2. Core Factor Two: Worker’s Opportunity for Profit or Loss
The DOL also clarified that the second control factor will turn on the worker’s exercise of initiative regarding management and expenditures. However, the worker does not need the ability to control his or her opportunity for profit or loss to be classified as an independent contractor.
3. Remaining “Guidepost” Factors
The remaining three factors in the economic realities test to be considered are:
- (iii) the amount of skill required for the work,
- (iv) the degree of permanence of the working relationship between the worker and the potential employer, and
- (v) whether the work is part of an integrated unit of production.

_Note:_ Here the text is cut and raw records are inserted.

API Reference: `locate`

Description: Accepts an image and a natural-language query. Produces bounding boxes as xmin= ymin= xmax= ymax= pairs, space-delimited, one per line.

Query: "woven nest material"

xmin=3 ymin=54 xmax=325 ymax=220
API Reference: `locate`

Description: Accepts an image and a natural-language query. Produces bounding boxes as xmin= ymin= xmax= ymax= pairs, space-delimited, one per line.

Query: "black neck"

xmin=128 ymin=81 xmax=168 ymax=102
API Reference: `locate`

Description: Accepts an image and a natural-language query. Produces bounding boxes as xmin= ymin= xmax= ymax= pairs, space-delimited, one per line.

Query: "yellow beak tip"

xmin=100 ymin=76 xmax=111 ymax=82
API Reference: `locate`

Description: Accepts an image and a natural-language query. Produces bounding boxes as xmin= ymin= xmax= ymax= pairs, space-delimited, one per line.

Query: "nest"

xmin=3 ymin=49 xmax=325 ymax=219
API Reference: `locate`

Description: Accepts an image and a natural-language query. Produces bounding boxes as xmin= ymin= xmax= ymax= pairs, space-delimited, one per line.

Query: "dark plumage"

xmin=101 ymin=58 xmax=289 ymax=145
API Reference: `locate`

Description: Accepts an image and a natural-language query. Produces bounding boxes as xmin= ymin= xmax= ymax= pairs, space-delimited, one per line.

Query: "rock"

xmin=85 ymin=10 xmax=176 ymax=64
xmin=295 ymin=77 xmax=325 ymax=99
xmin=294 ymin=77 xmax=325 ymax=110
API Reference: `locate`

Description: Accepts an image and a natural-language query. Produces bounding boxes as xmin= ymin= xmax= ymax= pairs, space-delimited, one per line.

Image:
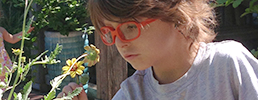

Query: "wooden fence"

xmin=95 ymin=34 xmax=128 ymax=100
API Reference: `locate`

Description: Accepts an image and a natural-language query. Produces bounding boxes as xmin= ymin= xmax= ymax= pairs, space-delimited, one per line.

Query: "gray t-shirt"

xmin=112 ymin=40 xmax=258 ymax=100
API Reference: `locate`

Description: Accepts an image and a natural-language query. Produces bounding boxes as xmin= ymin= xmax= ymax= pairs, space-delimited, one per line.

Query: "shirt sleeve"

xmin=228 ymin=42 xmax=258 ymax=100
xmin=112 ymin=89 xmax=127 ymax=100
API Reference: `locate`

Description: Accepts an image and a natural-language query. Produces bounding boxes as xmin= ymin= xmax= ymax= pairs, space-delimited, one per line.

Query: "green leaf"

xmin=31 ymin=37 xmax=37 ymax=42
xmin=4 ymin=65 xmax=11 ymax=73
xmin=13 ymin=92 xmax=17 ymax=99
xmin=225 ymin=0 xmax=234 ymax=6
xmin=249 ymin=0 xmax=258 ymax=7
xmin=0 ymin=82 xmax=7 ymax=88
xmin=25 ymin=16 xmax=34 ymax=33
xmin=253 ymin=5 xmax=258 ymax=13
xmin=54 ymin=87 xmax=83 ymax=100
xmin=44 ymin=90 xmax=56 ymax=100
xmin=4 ymin=73 xmax=8 ymax=83
xmin=18 ymin=67 xmax=23 ymax=74
xmin=241 ymin=11 xmax=251 ymax=17
xmin=14 ymin=93 xmax=22 ymax=100
xmin=251 ymin=49 xmax=258 ymax=58
xmin=50 ymin=73 xmax=68 ymax=89
xmin=21 ymin=81 xmax=33 ymax=100
xmin=80 ymin=73 xmax=89 ymax=85
xmin=48 ymin=44 xmax=62 ymax=62
xmin=217 ymin=0 xmax=228 ymax=4
xmin=233 ymin=0 xmax=243 ymax=8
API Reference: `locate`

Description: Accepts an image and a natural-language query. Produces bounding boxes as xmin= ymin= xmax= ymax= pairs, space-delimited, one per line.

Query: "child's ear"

xmin=174 ymin=23 xmax=184 ymax=34
xmin=174 ymin=23 xmax=180 ymax=29
xmin=174 ymin=23 xmax=195 ymax=40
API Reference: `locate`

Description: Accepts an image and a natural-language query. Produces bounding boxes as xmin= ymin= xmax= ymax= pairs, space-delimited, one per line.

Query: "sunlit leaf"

xmin=13 ymin=92 xmax=17 ymax=99
xmin=54 ymin=87 xmax=83 ymax=100
xmin=225 ymin=0 xmax=234 ymax=6
xmin=14 ymin=93 xmax=22 ymax=100
xmin=233 ymin=0 xmax=243 ymax=8
xmin=44 ymin=90 xmax=56 ymax=100
xmin=21 ymin=81 xmax=32 ymax=100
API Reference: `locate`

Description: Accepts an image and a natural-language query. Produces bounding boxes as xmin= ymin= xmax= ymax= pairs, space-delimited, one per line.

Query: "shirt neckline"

xmin=146 ymin=42 xmax=207 ymax=95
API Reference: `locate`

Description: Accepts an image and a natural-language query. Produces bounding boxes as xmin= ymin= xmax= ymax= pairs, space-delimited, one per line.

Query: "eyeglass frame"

xmin=100 ymin=18 xmax=157 ymax=46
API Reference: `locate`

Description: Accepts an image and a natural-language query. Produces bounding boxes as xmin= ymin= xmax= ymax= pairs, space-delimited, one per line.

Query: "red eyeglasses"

xmin=100 ymin=19 xmax=157 ymax=46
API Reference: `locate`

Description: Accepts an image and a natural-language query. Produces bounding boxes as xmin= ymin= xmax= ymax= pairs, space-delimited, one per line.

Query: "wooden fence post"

xmin=95 ymin=34 xmax=128 ymax=100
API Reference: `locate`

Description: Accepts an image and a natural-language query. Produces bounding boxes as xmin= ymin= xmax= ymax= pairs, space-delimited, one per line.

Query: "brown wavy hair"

xmin=88 ymin=0 xmax=217 ymax=42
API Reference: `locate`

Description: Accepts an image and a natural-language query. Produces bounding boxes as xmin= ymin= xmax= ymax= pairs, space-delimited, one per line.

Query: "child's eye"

xmin=124 ymin=24 xmax=138 ymax=33
xmin=127 ymin=25 xmax=137 ymax=29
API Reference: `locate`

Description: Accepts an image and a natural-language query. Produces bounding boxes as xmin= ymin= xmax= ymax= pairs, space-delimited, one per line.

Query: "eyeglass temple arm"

xmin=140 ymin=19 xmax=157 ymax=26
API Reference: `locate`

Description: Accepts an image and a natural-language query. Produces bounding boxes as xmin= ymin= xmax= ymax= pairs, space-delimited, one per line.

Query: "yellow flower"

xmin=83 ymin=44 xmax=100 ymax=67
xmin=12 ymin=48 xmax=23 ymax=56
xmin=62 ymin=58 xmax=85 ymax=78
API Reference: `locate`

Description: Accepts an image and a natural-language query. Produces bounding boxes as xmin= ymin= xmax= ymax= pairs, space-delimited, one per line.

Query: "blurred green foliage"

xmin=32 ymin=0 xmax=89 ymax=36
xmin=0 ymin=0 xmax=38 ymax=60
xmin=216 ymin=0 xmax=258 ymax=17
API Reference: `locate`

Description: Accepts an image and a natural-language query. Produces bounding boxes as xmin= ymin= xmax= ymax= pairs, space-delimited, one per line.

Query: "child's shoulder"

xmin=199 ymin=40 xmax=257 ymax=67
xmin=210 ymin=40 xmax=244 ymax=49
xmin=204 ymin=40 xmax=248 ymax=57
xmin=195 ymin=40 xmax=255 ymax=69
xmin=207 ymin=40 xmax=243 ymax=50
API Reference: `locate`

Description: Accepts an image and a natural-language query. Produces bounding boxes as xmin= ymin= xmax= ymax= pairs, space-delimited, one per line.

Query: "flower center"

xmin=71 ymin=64 xmax=78 ymax=71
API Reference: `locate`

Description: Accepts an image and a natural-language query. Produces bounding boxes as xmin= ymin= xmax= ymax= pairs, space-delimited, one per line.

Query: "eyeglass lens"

xmin=101 ymin=22 xmax=139 ymax=44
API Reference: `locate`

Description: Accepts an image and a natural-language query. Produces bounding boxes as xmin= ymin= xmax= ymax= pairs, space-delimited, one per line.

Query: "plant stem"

xmin=76 ymin=75 xmax=79 ymax=84
xmin=7 ymin=0 xmax=33 ymax=99
xmin=7 ymin=69 xmax=20 ymax=100
xmin=32 ymin=61 xmax=47 ymax=65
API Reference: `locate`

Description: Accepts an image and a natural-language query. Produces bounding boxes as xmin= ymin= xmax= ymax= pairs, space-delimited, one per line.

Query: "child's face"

xmin=102 ymin=17 xmax=187 ymax=70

The DOL also added that other factors, in addition to the five economic realities factors, may also be relevant in classifying a worker to the extent that the factor indicates whether the individual is in business for herself or whether the individual is economically dependent upon the employer. The DOL notes that these additional factors will vary case-to-case and are unlikely to outweigh either of the two core factors.
In sum, the DOL’s final rule clarifies that employers should consider the actual practices of the individual, rather than what is contractually required of the individual, when determining whether a worker is classified as an independent contractor or an employee.
Moreover, the rule opens the door to allowing employers to provide benefits for independent contractors without impacting the employment status of those individuals. Employers that decide to provide benefits to independent contractors should ensure that all aspects of the contractor relationship remain intact and that there is some recognizable difference between the two benefit plans.
It is currently unclear whether or how the Biden administration will revise or repeal the new rule. Varnum will monitor this and provide an update should anything change.